A recent case study by Jakes applied a MAM approach to analyze influential quality attributes – including FC N-glycosylation, charge variants and oxidation – of an antibody throughout the culture.
Interestingly, the method was able to pick up host cell protein (HCP) contamination down to 100 ppm, which gives confidence that the MAM tool could eventually replace ELISA for HCP, as ELISA is a cumbersome and lengthy assay. Nuances were also picked up between an innovator and biosimilar within the charge state and glycosylation profile. This is an important finding as sequence mutations due to misincorporation can lead to changes in the physicochemical and or biological properties of the antibody.
The proof-of-concept study by Jakes showed the capabilities of the MAM platform, but these are only a handful of attributes that can be monitored. "The decision of what attributes can be monitored and screened depends entirely upon the product that you wish to monitor," says Jakes. The quality attributes one would wish to detect and monitor are case-specific, even towards different antibodies with diverse attributes. The other issues that could arise with MAM methods is if an HPLC column is taken from a different lot or a new pump is used. This would require a recalibration of the workbook based on residence times in the chromatography, requiring an advanced skillset to re-setup the system. The forward trend of MAM looks toward integrating these types of tools into an automated format, which would remove the need for manual sampling and sample pretreatments such as trypsin digests. Adopting an automated MAM approach would allow constant sampling and monitoring of antibodies for their quality attributes.

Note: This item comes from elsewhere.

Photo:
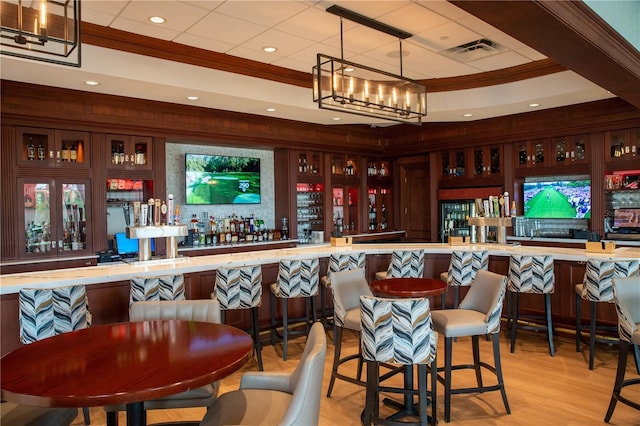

The future state of antibody monitoring
The largest issue facing antibody production today is still a lack of understanding of the protein production process occurring within a cell line, whether using CHO, HEK or NS0 cell lines. Biologics are products that continue to be produced heterogeneously, and that heterogenous variability can be attributed to biologic variability of the cells used to produce them.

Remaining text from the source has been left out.